Somatic mutations in cancer can be viewed as a mixture distribution of several mutational signatures, which can be inferred using non-negative matrix factorization (NMF). Mutational signatures have previously been parametrized using either simple mono-nucleotide interaction models or general tri-nucleotide interaction models. We describe a flexible and novel framework for identifying biologically plausible parametrizations of mutational signatures, and in particular for estimating di-nucleotide interaction models. Our novel estimation procedure is based on the expectation-maximization (EM) algorithm and regression in the log-linear quasi-Poisson model. We show that di-nucleotide interaction signatures are statistically stable and sufficiently complex to fit the mutational patterns. Di-nucleotide interaction signatures often strike the right balance between appropriately fitting the data and avoiding over-fitting. They provide a better fit to data and are biologically more plausible than mono-nucleotide interaction signatures, and the parametrization is more stable than the parameter-rich tri-nucleotide interaction signatures. We illustrate our framework in a large simulation study where we compare to state of the art methods, and show results for three data sets of somatic mutation counts from patients with cancer in the breast, Liver and urinary tract.

查看原文本刊更多论文

基于模型的灵活非负矩阵因式分解，应用于突变特征。

癌症中的体细胞突变可以看作是多种突变特征的混合分布，可以通过非负矩阵因式分解（NMF）来推断。突变特征以前是通过简单的单核苷酸相互作用模型或一般的三核苷酸相互作用模型进行参数化的。我们描述了一个灵活而新颖的框架，用于识别突变特征的生物合理参数化，特别是用于估算二核苷酸相互作用模型。我们新颖的估计程序基于期望最大化（EM）算法和对数线性准泊松模型回归。我们的研究表明，二核苷酸相互作用特征在统计学上是稳定的，而且足够复杂，可以拟合突变模式。二核苷酸相互作用特征通常能在适当拟合数据和避免过度拟合之间取得恰当的平衡。与单核苷酸相互作用特征相比，二核苷酸相互作用特征能更好地拟合数据，在生物学上更可信，而且参数化比参数丰富的三核苷酸相互作用特征更稳定。我们在一项大型模拟研究中说明了我们的框架，并将其与最先进的方法进行了比较，还展示了乳腺癌、肝癌和泌尿系统癌症患者体细胞突变计数的三个数据集的结果。

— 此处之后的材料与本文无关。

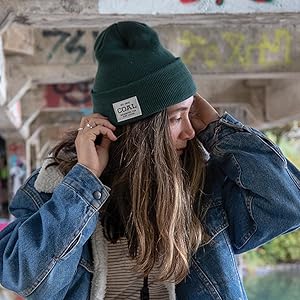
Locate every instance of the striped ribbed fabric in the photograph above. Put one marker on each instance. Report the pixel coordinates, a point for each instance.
(123, 282)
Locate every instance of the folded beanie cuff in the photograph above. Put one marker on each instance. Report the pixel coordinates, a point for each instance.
(152, 94)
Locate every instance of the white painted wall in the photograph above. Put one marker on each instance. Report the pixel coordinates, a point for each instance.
(2, 75)
(194, 7)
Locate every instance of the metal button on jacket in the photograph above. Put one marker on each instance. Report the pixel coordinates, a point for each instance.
(97, 195)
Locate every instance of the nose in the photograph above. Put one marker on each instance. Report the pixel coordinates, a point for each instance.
(188, 132)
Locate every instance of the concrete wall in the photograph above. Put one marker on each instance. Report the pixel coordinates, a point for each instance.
(195, 6)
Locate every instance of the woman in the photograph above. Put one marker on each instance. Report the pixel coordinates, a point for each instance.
(130, 206)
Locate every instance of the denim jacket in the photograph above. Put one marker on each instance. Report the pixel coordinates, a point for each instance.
(251, 195)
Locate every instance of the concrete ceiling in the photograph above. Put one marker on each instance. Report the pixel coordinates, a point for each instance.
(244, 59)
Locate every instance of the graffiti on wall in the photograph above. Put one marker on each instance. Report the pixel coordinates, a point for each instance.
(16, 165)
(68, 95)
(231, 49)
(76, 43)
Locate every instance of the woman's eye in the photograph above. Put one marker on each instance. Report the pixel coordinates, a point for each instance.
(176, 120)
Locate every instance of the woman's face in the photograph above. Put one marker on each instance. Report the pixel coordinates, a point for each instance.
(180, 125)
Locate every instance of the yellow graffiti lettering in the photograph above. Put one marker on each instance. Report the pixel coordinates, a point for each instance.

本文章由计算机程序翻译，如有差异，请以英文原文为准。

求助全文

约1分钟内获得全文求助全文

来源期刊

Statistical Applications in Genetics and Molecular Biology 生物-生化与分子生物学

CiteScore

1.20

自引率

11.10%

发文量

审稿时长

6-12 weeks

期刊介绍： Statistical Applications in Genetics and Molecular Biology seeks to publish significant research on the application of statistical ideas to problems arising from computational biology. The focus of the papers should be on the relevant statistical issues but should contain a succinct description of the relevant biological problem being considered. The range of topics is wide and will include topics such as linkage mapping, association studies, gene finding and sequence alignment, protein structure prediction, design and analysis of microarray data, molecular evolution and phylogenetic trees, DNA topology, and data base search strategies. Both original research and review articles will be warmly received.